Thursday, May 26, 2011

Branding and Socialism

Our community's entrepreneurship committee is working on a project to help local artist's sell their wares. We have been working on a way to help them market their products by combining efforts. Here are some relevant issues:

 - Artist co-ops rarely work. Asking predominantly right-brained people
   to agree on marketing could be difficult.
 - Artists can't imagine that their products are unwanted by consumers.
   Who will tell them and hurt their feelings? The other artists?
 - How can you keep the brand consistent? Various types of art may not
   be compatible within the same brand. Example: will you sell children's
   lullaby collection books alongside pornographic works?

The Animal Farm model is difficult and usually breaks down. The way to succeed is not to sell things that artists want to sell, but to sell things that people want to buy.

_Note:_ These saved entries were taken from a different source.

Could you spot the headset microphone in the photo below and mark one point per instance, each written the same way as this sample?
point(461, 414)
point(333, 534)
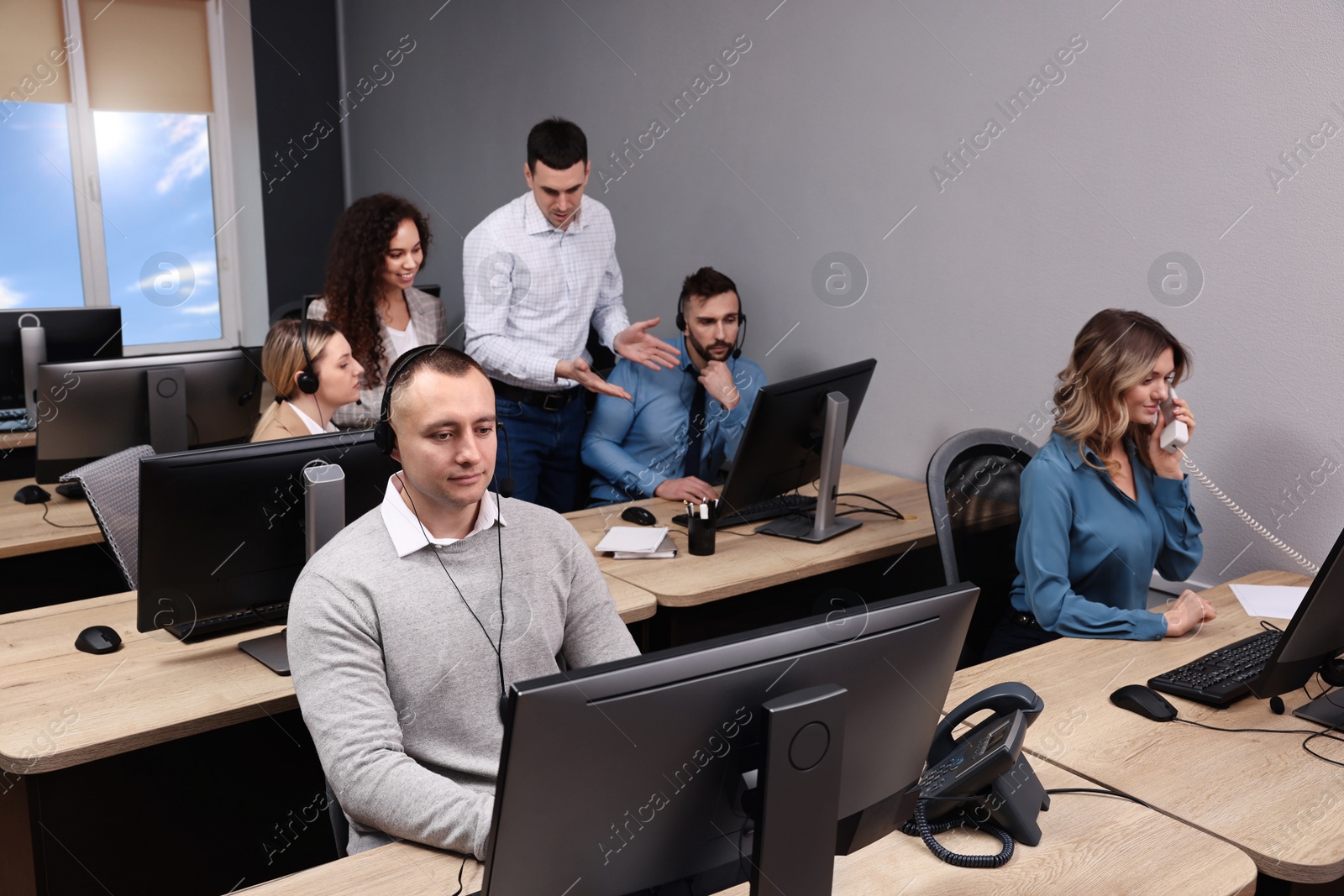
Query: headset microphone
point(504, 486)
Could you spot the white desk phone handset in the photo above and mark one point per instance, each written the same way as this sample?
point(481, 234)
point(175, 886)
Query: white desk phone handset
point(1175, 432)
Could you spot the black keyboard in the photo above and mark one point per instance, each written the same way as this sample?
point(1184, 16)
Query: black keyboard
point(1221, 678)
point(768, 510)
point(268, 614)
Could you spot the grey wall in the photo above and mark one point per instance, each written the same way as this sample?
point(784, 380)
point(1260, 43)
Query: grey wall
point(1159, 137)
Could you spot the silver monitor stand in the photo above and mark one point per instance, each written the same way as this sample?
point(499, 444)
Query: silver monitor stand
point(324, 516)
point(826, 524)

The best method is for an independent team to establish a firm, create a brand, then source products from the artists, and sell them. This is the Henry and David model. Pottery Barn would never tell everyone that they can sell anything they want through their store channels. Pottery Barn has buyers, who are expert at understanding consumer wants and buying behaviors, procure what they know will sell.

We plan also to form a "farm club," a group of students and artist hopefuls who can sell their wares through a separate brand as they learn how to respond to customer tastes. That way we respond to the need to help people become self-employed artists without diluting the exclusive brand.